Search code examples
apache-kafka-streams

How to handle duplicate messages using Kafka streaming DSL functions


My requirement is to skip or avoid duplicate messages(having same key) received from INPUT Topic using kafka stream DSL API.

There is possibility of source system sending duplicate messages to INPUT topic in case of any failures.

FLOW -

Source System --> INPUT Topic --> Kafka Streaming --> OUTPUT Topic

Currently I am using flatMap to generate multiple keys out the payload but flatMap is stateless so not able to avoid duplicate message processing upon receiving from INPUT Topic.

I am looking for DSL API which can skip duplicate records received from INPUT Topic and also generate multiple key/values before sending to OUTPUT Topic.

Thought Exactly Once configuration will be useful here to deduplicate messages received from INPUT Topic based on keys but looks like its not working, probably I did not understand usage of Exactly Once.

Could you please put some light on it.


Solution

  • My requirement is to skip or avoid duplicate messages(having same key) received from INPUT Topic using kafka stream DSL API.
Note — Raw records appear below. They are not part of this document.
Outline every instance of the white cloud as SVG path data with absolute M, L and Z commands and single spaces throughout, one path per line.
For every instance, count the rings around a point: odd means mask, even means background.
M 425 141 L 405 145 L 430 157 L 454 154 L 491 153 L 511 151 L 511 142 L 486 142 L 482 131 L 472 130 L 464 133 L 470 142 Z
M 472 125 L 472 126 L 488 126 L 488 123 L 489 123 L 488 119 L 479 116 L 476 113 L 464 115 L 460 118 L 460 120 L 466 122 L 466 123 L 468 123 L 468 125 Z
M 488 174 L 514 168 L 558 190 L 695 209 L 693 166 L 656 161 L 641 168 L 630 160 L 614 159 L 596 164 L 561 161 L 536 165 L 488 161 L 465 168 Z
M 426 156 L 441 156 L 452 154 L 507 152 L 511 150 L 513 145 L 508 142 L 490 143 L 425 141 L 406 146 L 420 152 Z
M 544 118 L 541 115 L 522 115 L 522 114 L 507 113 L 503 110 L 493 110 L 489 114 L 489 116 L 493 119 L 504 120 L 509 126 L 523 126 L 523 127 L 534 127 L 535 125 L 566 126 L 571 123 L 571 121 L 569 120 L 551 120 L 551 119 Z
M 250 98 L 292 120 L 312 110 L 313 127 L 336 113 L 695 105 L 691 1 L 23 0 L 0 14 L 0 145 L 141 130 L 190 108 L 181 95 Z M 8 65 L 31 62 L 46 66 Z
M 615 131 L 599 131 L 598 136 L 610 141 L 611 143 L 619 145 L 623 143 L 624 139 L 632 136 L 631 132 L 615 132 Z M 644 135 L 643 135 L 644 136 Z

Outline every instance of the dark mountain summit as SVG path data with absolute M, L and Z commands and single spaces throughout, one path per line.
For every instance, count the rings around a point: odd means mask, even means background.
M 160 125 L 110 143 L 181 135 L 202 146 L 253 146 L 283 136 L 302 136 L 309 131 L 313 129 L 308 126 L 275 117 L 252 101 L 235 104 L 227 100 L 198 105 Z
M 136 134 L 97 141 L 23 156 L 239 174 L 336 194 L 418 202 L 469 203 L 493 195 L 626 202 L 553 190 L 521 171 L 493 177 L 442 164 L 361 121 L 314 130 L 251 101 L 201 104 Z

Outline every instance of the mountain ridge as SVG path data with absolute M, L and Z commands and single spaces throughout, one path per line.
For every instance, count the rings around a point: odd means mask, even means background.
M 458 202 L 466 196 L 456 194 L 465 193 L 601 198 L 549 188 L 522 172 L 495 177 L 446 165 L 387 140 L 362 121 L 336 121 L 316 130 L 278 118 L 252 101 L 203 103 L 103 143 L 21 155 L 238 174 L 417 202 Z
    Take a look at the EventDeduplication example at https://github.com/confluentinc/kafka-streams-examples, which does that. You can then adapt the example with the required flatMap functionality that is specific to your use case.

    Here's the gist of the example:

    final KStream<byte[], String> input = builder.stream(inputTopic);
    final KStream<byte[], String> deduplicated = input.transform(
        // In this example, we assume that the record value as-is represents a unique event ID by
        // which we can perform de-duplication.  If your records are different, adapt the extractor
        // function as needed.
        () -> new DeduplicationTransformer<>(windowSize.toMillis(), (key, value) -> value),
        storeName);
    deduplicated.to(outputTopic);
    

    and

        /**
         * @param maintainDurationPerEventInMs how long to "remember" a known event (or rather, an event
         *                                     ID), during the time of which any incoming duplicates of
         *                                     the event will be dropped, thereby de-duplicating the
         *                                     input.
         * @param idExtractor extracts a unique identifier from a record by which we de-duplicate input
         *                    records; if it returns null, the record will not be considered for
         *                    de-duping but forwarded as-is.
         */
        DeduplicationTransformer(final long maintainDurationPerEventInMs, final KeyValueMapper<K, V, E> idExtractor) {
          if (maintainDurationPerEventInMs < 1) {
            throw new IllegalArgumentException("maintain duration per event must be >= 1");
          }
          leftDurationMs = maintainDurationPerEventInMs / 2;
          rightDurationMs = maintainDurationPerEventInMs - leftDurationMs;
          this.idExtractor = idExtractor;
        }
    
        @Override
        @SuppressWarnings("unchecked")
        public void init(final ProcessorContext context) {
          this.context = context;
          eventIdStore = (WindowStore<E, Long>) context.getStateStore(storeName);
        }
    
        public KeyValue<K, V> transform(final K key, final V value) {
          final E eventId = idExtractor.apply(key, value);
          if (eventId == null) {
            return KeyValue.pair(key, value);
          } else {
            final KeyValue<K, V> output;
            if (isDuplicate(eventId)) {
              output = null;
              updateTimestampOfExistingEventToPreventExpiry(eventId, context.timestamp());
            } else {
              output = KeyValue.pair(key, value);
              rememberNewEvent(eventId, context.timestamp());
            }
            return output;
          }
        }
    
        private boolean isDuplicate(final E eventId) {
          final long eventTime = context.timestamp();
          final WindowStoreIterator<Long> timeIterator = eventIdStore.fetch(
              eventId,
              eventTime - leftDurationMs,
              eventTime + rightDurationMs);
          final boolean isDuplicate = timeIterator.hasNext();
          timeIterator.close();
          return isDuplicate;
        }
    
        private void updateTimestampOfExistingEventToPreventExpiry(final E eventId, final long newTimestamp) {
          eventIdStore.put(eventId, newTimestamp, newTimestamp);
        }
    
        private void rememberNewEvent(final E eventId, final long timestamp) {
          eventIdStore.put(eventId, timestamp, timestamp);
        }
    
        @Override
        public void close() {
          // Note: The store should NOT be closed manually here via `eventIdStore.close()`!
          // The Kafka Streams API will automatically close stores when necessary.
        }
    
      }
    

    I am looking for DSL API which can skip duplicate records received from INPUT Topic and also generate multiple key/values before sending to OUTPUT Topic.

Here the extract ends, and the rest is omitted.